Acabar un libro con una gran sonrisa es un acontecimiento de valor incalculable, y así es justamente como he terminado la lectura de Teatro de ceniza, de Manuel Moyano. Circunstancias diversas han provocado que esta semana mi tiempo de lectura se haya reducido de forma drástica pero, afortunadamente, este compendio de microrrelatos ha contribuido (muy agradablemente) a reducir mi desasosiego lector (síndrome de abstinencia o mono lo llaman por ahí). Es la primera vez que me adentro en el microrrelato, y la experiencia ha resultado de lo más gratificante.
Teatro de ceniza (Ed. Menoscuarto, 2011) no es únicamente una colección de microrrelatos. Es también la prueba fehaciente de que Manuel Moyano tiene una extraordinaria capacidad creativa, una forma de narrar IM-PRE-SIO-NAN-TE y una habilidad para la escritura fuera de lo común. La temática de las piezas es amplia y variada: revisita mitos, inventa imperios, expone paradojas teológicas y religiosas, versiona elementos de cuentos tradicionales; propicia que lo irreal, lo insólito, se sienten junto a lo cotidiano a la hora del café; redimensiona el concepto doppelgänger, y nos invita a soñar mientras leemos un libro. En prácticamente todas asoma lo fantástico, lo fabuloso. En ellos, la mente del lector viaja a velocidad vertiginosa entre un escenario geográfico y otro, entre un espacio temporal y otro bien distinto. Sus textos son extraños, inquietantes, y sus finales casi siempre llegan provocando asombro. Tampoco hemos de dejar de lado su sentido del humor, ácido a veces, cruelmente irónico otras.
Y todo ello nos lo cuenta Manuel Moyano de forma magistral, con su lenguaje impecable, con su estilo directo. Con su forma de hacer que el lector perciba claramente que no falta ni sobra una palabra, un punto o una coma. Como un arquitecto de la exactitud. Como un devoto de la precisión. Gran descubrimiento el microrrelato, y mayor descubrimiento aún la pluma de Moyano.

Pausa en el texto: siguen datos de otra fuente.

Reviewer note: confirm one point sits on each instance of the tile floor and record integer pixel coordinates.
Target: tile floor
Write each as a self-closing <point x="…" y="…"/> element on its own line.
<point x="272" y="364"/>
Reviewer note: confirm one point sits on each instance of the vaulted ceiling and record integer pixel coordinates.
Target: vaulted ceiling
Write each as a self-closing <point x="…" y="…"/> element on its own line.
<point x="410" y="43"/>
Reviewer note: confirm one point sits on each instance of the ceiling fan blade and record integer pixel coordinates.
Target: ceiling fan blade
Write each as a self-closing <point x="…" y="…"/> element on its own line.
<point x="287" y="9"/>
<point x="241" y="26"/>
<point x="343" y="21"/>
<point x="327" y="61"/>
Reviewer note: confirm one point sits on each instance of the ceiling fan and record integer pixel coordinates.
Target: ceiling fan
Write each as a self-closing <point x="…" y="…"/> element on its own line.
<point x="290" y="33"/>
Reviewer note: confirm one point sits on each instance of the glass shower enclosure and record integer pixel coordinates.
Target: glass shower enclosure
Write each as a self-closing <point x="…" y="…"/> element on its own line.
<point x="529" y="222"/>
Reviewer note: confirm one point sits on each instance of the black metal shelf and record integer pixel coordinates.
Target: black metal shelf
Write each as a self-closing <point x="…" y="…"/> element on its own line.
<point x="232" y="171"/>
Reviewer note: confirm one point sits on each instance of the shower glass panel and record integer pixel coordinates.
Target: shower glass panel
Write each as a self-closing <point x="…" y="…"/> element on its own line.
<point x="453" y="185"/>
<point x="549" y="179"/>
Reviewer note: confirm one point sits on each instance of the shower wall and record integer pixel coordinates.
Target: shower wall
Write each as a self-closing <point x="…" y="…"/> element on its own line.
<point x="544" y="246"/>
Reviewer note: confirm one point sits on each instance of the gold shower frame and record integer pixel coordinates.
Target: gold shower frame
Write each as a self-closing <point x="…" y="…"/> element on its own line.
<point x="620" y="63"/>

Os dejo aquí uno de los microrrelatos que más me han gustado:
AUTOBÚS
Todos los asientos del autobús estaban libres, pero ella se sentó justo a mi lado. La miré de reojo: no había visto una mujer tan hermosa en toda mi vida. Era indudable que quería algo de mí; sin embargo, no se me ocurría nada que decirle: siempre he sido un poco timorato con el sexo opuesto. Fue ella quien rompió el hielo; me cogió de la mano y, mirándome con aquellos grandes ojos de color turquesa, me preguntó qué hora era. El roce de su piel me hizo enfermar de deseo. Apenas acerté a leer la esfera de mi reloj de pulsera; la voz me temblaba cuando respondí: “Las seis y media”. “Entonces, ya es hora de despertar”, afirmó ella.